Scientists explore the feasibility of replacing silicon with phase-change materials that can switch between crystalline and glass states.
Moore’s law is the prediction that the number of transistors in a dense integrated circuit will double approximately every two years. The principle is named after Gordon E. Moore, co-founder of the Intel Corporation. His prediction has remained accurate partly because the concept is used in the semiconductor industry to set targets for development. However, the industry is slowly approaching a plateau with silicon-based circuits, and with Moore’s law in peril, the search is on for the next computing substrate. Keeping up the pace of progress in an ever more computer and data driven world will likely require a post-silicon invention that can satisfy growing needs for faster, smaller and more powerful computers.
In recognition of the limitations of current computer technology, scientists from the University of Cambridge in England, the Singapore A*STAR Data-Storage Institute and the Singapore University of Technology and Design are exploring the feasibility of replacing silicon with a material that can switch back and forth between different electrical states. Phase-change materials (PCMs) can switch between two structural phases with different electrical states, one crystalline and conducting and the other glassy and insulating, in billionths of a second. It’s a technology that could one day enable processing speeds one-thousand times faster than current systems.

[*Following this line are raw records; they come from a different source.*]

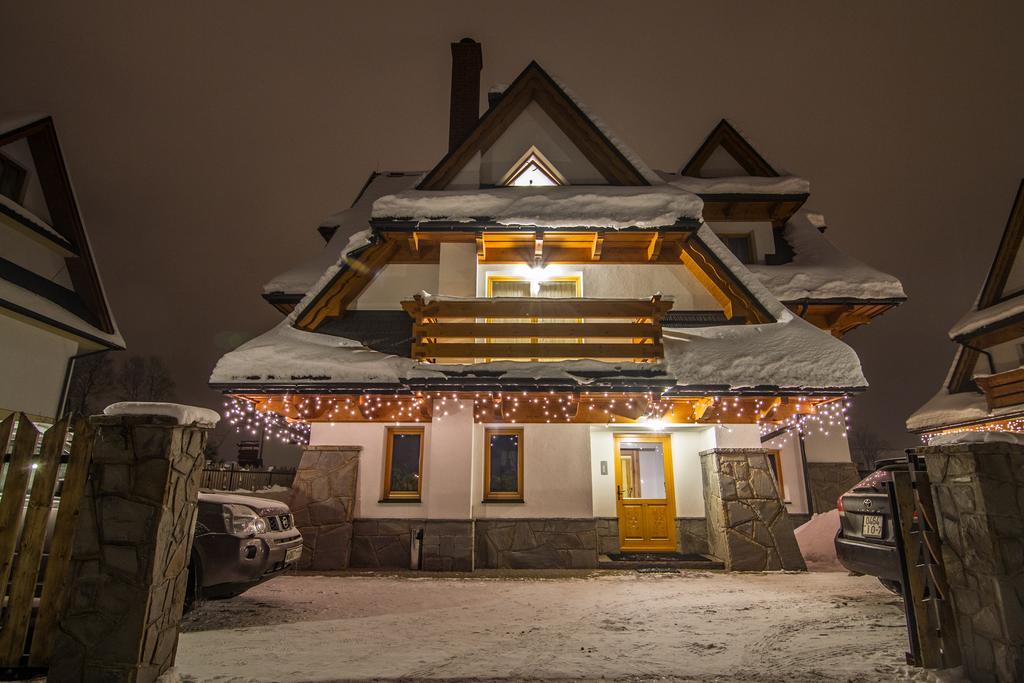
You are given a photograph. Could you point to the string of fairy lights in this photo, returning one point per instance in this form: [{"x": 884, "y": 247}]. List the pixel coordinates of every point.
[{"x": 292, "y": 423}]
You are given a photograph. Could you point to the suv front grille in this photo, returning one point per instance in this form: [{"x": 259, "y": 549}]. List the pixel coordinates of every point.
[{"x": 280, "y": 522}]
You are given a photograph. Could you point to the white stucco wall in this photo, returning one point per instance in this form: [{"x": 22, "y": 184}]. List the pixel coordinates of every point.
[
  {"x": 556, "y": 473},
  {"x": 395, "y": 283},
  {"x": 830, "y": 447},
  {"x": 32, "y": 368}
]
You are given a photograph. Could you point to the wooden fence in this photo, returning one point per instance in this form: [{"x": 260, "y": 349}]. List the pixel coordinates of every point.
[
  {"x": 33, "y": 561},
  {"x": 249, "y": 479}
]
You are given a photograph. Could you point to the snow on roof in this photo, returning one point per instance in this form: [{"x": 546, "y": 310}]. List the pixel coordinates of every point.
[
  {"x": 60, "y": 316},
  {"x": 976, "y": 319},
  {"x": 348, "y": 222},
  {"x": 743, "y": 184},
  {"x": 185, "y": 415},
  {"x": 820, "y": 270},
  {"x": 791, "y": 353},
  {"x": 568, "y": 206}
]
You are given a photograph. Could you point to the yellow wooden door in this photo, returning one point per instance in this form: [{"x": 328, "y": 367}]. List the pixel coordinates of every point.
[{"x": 645, "y": 493}]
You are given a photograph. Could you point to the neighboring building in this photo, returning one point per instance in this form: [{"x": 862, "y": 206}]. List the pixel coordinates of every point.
[
  {"x": 52, "y": 306},
  {"x": 528, "y": 339},
  {"x": 984, "y": 389}
]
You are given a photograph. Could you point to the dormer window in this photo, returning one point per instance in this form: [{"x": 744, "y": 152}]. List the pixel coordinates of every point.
[
  {"x": 11, "y": 178},
  {"x": 532, "y": 170}
]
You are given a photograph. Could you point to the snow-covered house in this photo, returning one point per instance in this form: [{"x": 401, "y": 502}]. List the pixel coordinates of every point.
[
  {"x": 536, "y": 339},
  {"x": 52, "y": 305},
  {"x": 984, "y": 389}
]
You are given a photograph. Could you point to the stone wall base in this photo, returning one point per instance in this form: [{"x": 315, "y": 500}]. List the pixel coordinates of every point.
[{"x": 829, "y": 480}]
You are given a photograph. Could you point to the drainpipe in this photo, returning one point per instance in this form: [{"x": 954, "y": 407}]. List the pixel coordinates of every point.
[{"x": 69, "y": 370}]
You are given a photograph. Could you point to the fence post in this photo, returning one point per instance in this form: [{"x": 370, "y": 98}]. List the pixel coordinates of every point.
[{"x": 129, "y": 563}]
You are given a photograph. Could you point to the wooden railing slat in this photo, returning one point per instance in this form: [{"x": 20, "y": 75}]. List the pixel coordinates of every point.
[
  {"x": 12, "y": 503},
  {"x": 58, "y": 559},
  {"x": 30, "y": 550}
]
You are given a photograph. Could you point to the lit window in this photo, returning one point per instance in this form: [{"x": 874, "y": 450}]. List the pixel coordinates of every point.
[
  {"x": 503, "y": 465},
  {"x": 532, "y": 170},
  {"x": 403, "y": 465}
]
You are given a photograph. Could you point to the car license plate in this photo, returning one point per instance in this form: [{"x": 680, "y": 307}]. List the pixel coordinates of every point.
[{"x": 872, "y": 526}]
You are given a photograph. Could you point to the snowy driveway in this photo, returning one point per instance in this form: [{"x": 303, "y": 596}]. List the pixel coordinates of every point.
[{"x": 691, "y": 626}]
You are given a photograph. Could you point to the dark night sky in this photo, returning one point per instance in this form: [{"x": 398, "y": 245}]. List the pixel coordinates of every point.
[{"x": 207, "y": 140}]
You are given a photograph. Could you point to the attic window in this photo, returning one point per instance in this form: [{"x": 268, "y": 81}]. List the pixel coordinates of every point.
[
  {"x": 532, "y": 170},
  {"x": 11, "y": 179}
]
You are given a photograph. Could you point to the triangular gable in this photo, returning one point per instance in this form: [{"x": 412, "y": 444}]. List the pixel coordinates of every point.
[
  {"x": 1006, "y": 276},
  {"x": 65, "y": 224},
  {"x": 535, "y": 85},
  {"x": 724, "y": 138}
]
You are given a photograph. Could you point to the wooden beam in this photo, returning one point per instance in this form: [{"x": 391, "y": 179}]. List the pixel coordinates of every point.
[
  {"x": 537, "y": 330},
  {"x": 539, "y": 350}
]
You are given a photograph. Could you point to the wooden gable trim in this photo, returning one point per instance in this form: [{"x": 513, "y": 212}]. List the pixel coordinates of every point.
[
  {"x": 731, "y": 294},
  {"x": 727, "y": 137},
  {"x": 993, "y": 292},
  {"x": 534, "y": 84},
  {"x": 65, "y": 216}
]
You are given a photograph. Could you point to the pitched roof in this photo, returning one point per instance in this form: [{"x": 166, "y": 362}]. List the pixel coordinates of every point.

As described in the journal Proceedings of the National Academy of Sciences, the researchers created a PCM-based processor using chalcogenide glass, which can be melted and recrystallized in as little as half a nanosecond (one billionth of a second) when the correct voltage is applied. The team showed that logic-processing operations can be performed in non-volatile memory cells using combinations of ultra-short voltage pulses, which is not possible with silicon-based technology. This works because the PCM devices store logic operations and memory in the same location.
A major drawback of prototype PCM devices is that they are not as fast as their silicon-based counterparts. There is also a stability issue affecting the amorphous phase. But the researchers found that by performing logic operations in reverse, putting the crystalline phase first, they can facilitate faster, more stable performance.